Leon had hosted a performance art series as a live event in the gallery the last two years. This year, Nord learned to live-stream performances using social media platforms. Could he put that skill acquired during the coronavirus era to use to digitally welcome visitors on opening night? Dallimore was hesitant.
"You've got to see works of art in person," Dallimore said, adding that watching from your home computer as people wander the gallery might not be much of a draw.
But "who knows? People watch people's lawn cameras," Dallimore said. "Who knows what people will watch these days?"
Visitors might not want to physically come to an opening, Dallimore said, adding he hasn't yet felt comfortable attending openings at other galleries. He's expecting larger-than-pre-pandemic-usual numbers at Leon in the days following the opening. Depending on demand, visitors might have to reserve times to visit the gallery after the opening as they will have to do for opening night.
Leon had initially expected to reopen with a joint exhibition by multimedia artists Marsha Mack and Lindsay Smith Gustave.
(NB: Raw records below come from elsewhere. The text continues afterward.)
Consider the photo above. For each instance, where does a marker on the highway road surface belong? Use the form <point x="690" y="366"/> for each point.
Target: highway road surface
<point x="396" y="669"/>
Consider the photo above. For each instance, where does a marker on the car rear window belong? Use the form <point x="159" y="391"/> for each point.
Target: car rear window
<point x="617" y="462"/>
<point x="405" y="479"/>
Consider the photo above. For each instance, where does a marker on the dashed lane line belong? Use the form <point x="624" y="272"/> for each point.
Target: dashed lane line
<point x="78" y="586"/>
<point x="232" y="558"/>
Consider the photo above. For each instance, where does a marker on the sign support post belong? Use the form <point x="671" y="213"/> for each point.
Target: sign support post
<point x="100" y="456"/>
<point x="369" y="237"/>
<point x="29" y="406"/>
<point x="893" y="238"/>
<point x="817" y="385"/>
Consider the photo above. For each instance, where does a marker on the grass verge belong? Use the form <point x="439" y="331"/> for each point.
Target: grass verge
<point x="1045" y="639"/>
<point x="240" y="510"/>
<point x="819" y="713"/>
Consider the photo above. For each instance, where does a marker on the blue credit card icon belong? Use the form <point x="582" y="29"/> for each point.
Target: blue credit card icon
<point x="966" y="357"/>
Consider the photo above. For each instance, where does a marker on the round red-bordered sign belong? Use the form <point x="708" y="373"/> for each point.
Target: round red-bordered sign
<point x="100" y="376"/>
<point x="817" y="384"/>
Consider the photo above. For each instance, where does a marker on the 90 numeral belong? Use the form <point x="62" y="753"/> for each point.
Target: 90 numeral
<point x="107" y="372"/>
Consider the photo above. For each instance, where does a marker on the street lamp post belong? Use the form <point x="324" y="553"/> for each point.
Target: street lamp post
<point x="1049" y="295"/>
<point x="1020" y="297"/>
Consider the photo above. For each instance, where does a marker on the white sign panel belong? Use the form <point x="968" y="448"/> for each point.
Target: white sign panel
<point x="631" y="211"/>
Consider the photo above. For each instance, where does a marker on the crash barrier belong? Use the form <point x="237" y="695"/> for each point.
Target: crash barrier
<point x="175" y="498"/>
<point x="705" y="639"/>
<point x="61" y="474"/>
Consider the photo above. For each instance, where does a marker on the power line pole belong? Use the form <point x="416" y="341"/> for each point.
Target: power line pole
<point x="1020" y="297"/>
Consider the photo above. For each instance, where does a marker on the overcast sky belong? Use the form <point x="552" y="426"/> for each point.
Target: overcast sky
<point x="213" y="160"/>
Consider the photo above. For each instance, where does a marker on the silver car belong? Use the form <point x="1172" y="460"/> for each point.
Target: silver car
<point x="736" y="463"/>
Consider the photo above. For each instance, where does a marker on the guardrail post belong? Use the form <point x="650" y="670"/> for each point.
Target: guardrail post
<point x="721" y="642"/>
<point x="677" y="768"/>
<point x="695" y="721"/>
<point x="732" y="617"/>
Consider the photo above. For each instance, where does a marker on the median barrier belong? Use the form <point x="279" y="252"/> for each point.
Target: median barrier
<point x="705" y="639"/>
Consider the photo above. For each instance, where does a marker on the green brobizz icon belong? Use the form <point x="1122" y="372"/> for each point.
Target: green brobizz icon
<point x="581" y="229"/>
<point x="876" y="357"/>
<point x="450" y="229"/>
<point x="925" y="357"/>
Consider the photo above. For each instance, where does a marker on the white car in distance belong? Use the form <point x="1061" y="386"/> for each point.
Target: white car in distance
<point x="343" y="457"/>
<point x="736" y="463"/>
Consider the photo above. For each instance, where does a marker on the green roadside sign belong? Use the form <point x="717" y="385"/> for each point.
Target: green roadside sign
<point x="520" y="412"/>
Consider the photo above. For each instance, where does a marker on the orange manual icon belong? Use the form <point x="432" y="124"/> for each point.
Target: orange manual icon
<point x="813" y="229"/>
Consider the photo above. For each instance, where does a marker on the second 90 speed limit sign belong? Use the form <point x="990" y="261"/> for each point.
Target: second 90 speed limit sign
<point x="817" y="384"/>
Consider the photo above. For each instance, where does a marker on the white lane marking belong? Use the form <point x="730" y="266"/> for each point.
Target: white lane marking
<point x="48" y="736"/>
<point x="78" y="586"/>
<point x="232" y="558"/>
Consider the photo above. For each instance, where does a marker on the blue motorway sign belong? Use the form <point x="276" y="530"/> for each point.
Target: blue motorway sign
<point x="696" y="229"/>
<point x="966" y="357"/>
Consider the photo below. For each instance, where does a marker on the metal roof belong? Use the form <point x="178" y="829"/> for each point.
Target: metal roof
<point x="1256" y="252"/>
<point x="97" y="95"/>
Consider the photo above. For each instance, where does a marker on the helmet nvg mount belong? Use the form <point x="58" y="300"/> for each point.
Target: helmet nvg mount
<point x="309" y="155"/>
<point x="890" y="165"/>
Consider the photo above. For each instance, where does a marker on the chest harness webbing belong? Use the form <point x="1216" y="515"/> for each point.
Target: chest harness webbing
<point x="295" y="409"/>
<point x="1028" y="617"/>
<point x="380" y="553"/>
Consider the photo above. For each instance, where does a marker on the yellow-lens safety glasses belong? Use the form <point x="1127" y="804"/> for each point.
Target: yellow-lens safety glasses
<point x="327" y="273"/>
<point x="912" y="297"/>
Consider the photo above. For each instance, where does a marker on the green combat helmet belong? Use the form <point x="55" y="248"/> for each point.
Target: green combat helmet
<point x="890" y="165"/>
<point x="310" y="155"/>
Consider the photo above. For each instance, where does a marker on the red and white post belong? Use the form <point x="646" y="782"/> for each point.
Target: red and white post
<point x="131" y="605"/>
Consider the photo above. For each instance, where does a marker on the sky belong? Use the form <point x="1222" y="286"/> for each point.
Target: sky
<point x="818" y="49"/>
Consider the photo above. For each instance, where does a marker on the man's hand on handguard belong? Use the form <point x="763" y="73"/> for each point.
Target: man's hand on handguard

That show has been delayed indefinitely, in part because the artists had struggled to access studio space during the pandemic shutdown, and in part because they had begun to question the relevancy of their planned show, which would have focused on the natural world, as protests over racism focused attention on issues of equity.
Nord had first seen and been struck by Colgan's work last year when he was helping choose participants in Month of Photography Denver, an art fair that involves galleries across the metro area. The show at Leon by the Colorado-born Colgan will be drawn from a trip she made to Ghana, where her mother has roots, as part of her MFA studies at the University of Colorado Boulder. Colgan's work explores her own complex identity as well as West African history, the slave trade and the cold welcome Irish immigrants such as some of her relatives found in America.
The upending of Leon's schedule by the pandemic opened a window for a show that Nord and Dallimore say is right for this moment.